I spent three of the best years of my life working at a radio station. This cemented my love of the medium and made me a fan for life. Although video is the undeclared king of the internet era, radio can entertain, educate and inform in situations and locations where video is inappropriate or illegal. A prime example is a car; I’m yet to see a technology that allows you to watch video while driving. Listening to the radio, however, is a natural part of it.
I’m addicted to NPR and turn on the radio right after starting my car. In the Bay Area I listen (and donate) to KQED and KLAW, and when I travel I always look for the local NPR affiliate and set the dial to their strongest station. In the rare occasion where there’s nothing good on NPR, I listen to other talk radio or music stations.
And then I saw this article. In short: industry experts say that within five years, all new cars will have no AM/FM radio. Broadcast radio is going the way of the Dodo, and much faster than predicted. It’s being replaced by Internet radio: Pandora, iHeart, TuneIn, and the like. Signal reception will rely on cell towers.
What’s in it for car makers and broadcasters?
1) They can charge a monthly connectivity fee (like XM radio does today) and car buyers will have no choice but to pay.
2) They can accurately track listening habits and ad exposure, allowing advertisers to optimize ad spend.

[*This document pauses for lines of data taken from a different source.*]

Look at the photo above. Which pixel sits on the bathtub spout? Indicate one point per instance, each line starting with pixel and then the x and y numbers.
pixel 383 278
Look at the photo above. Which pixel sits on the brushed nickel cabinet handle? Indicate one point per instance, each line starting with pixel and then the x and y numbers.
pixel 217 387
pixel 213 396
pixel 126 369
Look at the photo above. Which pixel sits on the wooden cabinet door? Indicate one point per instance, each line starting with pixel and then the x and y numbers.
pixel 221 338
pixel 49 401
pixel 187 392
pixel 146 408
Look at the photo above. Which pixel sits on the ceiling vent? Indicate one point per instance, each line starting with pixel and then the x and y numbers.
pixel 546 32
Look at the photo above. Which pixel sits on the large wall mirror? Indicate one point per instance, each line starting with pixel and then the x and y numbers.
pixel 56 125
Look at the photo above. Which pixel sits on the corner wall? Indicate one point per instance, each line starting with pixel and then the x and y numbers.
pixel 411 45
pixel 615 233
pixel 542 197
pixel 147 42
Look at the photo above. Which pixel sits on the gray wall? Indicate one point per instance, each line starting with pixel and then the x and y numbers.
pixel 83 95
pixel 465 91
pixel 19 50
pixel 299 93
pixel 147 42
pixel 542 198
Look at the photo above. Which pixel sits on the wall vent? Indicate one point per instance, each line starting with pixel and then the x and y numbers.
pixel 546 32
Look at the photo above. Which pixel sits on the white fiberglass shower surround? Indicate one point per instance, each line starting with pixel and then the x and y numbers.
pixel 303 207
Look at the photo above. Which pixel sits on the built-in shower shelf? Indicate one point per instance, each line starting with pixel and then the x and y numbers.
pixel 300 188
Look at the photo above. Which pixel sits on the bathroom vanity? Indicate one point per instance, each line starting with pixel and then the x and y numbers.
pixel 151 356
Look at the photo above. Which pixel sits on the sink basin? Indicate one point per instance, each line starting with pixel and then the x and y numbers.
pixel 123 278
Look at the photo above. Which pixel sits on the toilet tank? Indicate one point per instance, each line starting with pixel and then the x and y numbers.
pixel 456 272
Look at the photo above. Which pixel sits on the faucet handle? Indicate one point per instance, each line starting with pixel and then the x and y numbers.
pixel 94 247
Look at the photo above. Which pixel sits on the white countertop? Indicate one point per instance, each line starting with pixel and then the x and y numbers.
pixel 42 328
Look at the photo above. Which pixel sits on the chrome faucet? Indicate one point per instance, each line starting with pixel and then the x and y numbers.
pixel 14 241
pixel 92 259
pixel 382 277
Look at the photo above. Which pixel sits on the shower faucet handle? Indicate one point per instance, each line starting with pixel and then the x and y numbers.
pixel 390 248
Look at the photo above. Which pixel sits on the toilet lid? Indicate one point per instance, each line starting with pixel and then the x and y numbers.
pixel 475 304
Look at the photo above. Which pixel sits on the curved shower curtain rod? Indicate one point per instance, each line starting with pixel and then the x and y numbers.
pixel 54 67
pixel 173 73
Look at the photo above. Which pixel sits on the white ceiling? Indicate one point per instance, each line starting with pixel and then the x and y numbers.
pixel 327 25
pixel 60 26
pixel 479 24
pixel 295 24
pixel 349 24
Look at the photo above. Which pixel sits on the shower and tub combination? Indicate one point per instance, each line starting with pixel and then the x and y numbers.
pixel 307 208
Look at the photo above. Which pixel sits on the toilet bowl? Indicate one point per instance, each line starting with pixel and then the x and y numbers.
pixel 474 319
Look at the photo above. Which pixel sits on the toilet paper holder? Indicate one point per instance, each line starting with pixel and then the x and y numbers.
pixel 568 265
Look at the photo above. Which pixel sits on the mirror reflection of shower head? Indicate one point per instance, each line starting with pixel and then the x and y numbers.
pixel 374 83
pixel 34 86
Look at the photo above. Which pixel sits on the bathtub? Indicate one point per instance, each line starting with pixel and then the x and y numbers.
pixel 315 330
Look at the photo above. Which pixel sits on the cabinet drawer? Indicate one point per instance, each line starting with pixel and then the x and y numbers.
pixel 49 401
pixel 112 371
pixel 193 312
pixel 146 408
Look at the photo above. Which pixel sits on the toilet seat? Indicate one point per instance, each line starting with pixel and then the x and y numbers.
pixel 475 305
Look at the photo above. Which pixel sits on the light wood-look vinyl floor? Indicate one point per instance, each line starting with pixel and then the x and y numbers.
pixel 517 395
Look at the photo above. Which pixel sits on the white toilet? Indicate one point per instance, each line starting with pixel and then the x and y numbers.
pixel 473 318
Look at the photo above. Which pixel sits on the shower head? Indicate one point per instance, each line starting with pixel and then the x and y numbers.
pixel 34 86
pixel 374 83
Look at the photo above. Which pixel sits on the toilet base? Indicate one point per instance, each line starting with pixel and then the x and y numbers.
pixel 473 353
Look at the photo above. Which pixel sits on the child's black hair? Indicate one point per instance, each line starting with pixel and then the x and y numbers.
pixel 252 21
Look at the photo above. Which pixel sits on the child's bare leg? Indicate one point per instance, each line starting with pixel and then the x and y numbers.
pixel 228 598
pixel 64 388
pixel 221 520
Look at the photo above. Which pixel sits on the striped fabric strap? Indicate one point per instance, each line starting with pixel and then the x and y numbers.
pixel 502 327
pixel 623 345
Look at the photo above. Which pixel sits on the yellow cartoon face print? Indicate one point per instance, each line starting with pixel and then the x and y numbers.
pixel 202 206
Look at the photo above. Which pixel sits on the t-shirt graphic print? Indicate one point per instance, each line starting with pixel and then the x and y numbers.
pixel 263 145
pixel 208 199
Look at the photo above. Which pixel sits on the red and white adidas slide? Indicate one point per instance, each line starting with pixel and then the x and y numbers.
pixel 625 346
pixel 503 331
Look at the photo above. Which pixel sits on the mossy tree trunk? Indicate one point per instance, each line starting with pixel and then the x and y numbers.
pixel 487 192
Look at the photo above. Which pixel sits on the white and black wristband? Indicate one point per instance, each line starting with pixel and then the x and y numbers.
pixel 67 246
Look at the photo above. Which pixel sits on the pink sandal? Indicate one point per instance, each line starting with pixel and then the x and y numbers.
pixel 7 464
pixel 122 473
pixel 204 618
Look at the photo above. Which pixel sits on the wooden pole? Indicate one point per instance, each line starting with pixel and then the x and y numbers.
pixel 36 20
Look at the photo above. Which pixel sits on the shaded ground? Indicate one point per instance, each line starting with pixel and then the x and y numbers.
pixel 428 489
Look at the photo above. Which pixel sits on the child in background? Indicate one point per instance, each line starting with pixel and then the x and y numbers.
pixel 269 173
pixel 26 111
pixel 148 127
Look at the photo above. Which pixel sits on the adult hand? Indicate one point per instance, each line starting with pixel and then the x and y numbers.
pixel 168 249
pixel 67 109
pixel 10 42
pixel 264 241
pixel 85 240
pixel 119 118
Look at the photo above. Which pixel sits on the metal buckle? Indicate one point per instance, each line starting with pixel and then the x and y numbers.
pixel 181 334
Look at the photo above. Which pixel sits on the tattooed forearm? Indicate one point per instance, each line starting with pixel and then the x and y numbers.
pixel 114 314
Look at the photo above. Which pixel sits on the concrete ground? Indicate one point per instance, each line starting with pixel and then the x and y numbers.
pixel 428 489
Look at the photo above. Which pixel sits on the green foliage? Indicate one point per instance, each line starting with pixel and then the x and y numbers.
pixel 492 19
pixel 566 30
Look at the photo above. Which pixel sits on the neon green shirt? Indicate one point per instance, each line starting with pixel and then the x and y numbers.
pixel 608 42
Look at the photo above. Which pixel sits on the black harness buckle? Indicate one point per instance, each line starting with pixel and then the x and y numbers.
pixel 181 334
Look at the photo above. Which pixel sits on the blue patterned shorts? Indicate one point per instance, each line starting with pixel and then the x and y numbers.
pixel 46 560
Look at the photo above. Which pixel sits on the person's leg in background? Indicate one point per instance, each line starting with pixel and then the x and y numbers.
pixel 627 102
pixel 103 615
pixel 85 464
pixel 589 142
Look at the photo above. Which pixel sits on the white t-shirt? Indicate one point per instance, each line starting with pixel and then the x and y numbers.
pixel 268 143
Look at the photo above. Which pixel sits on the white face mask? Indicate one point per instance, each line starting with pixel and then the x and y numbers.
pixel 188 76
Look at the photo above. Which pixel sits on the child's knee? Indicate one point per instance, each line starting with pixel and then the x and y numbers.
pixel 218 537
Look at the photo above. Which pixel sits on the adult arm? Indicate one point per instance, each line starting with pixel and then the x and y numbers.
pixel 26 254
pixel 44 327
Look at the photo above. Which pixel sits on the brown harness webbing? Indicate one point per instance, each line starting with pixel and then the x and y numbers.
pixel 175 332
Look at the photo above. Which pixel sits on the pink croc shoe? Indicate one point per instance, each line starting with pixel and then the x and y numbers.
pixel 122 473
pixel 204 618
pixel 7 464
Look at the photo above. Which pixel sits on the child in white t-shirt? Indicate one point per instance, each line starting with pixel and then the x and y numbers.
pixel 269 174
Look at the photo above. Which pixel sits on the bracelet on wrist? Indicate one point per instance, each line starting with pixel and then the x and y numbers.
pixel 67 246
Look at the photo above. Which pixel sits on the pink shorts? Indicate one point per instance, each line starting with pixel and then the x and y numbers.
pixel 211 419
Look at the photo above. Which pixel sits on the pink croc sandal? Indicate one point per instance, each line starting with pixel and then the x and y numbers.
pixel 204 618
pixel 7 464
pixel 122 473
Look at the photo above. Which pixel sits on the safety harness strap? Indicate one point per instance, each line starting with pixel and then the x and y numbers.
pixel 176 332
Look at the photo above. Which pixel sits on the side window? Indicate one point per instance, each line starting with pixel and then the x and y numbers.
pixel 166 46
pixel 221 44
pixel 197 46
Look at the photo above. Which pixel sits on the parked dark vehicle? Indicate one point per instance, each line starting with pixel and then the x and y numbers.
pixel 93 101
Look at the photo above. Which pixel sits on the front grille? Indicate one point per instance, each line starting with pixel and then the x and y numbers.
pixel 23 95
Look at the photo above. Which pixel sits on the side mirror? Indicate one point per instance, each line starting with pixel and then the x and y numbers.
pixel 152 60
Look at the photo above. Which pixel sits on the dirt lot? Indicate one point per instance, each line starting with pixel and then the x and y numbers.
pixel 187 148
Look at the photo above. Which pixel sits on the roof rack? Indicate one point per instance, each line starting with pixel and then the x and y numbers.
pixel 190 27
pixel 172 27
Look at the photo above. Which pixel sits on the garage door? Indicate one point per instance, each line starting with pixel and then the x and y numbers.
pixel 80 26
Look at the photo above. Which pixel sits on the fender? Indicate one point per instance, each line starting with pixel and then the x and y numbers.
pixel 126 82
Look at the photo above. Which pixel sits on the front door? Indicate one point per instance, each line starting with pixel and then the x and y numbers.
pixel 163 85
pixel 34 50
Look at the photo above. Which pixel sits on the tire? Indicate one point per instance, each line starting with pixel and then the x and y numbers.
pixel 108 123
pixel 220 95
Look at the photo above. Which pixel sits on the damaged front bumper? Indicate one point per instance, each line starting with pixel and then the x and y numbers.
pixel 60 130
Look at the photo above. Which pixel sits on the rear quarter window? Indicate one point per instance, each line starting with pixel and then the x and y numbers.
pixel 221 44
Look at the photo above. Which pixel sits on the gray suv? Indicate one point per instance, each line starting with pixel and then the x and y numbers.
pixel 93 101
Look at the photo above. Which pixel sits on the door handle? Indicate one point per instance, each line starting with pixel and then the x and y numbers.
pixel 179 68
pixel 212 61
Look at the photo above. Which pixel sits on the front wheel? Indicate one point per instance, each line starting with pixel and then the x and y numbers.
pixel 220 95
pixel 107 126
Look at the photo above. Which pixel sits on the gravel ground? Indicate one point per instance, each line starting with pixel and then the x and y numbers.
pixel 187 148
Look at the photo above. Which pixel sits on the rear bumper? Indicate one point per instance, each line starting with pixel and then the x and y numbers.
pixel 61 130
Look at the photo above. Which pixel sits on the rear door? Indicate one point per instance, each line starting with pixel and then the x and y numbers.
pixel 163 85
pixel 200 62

Sounds like a great plan for them, but I’m yet to see them execute on it. I, for one, am certainly going to install an aftermarket radio in my 2019 Toyota. A few years later this won’t help me much either as broadcast stations will be evicted from the airwaves with the sought-after electromagnetic spectrum auctioned off to the highest bidder. By then, one would hope, market forces will bring connectivity cost down. Wherever technology takes us, I’m not planning to wean myself from my listening habits – in and out of the car.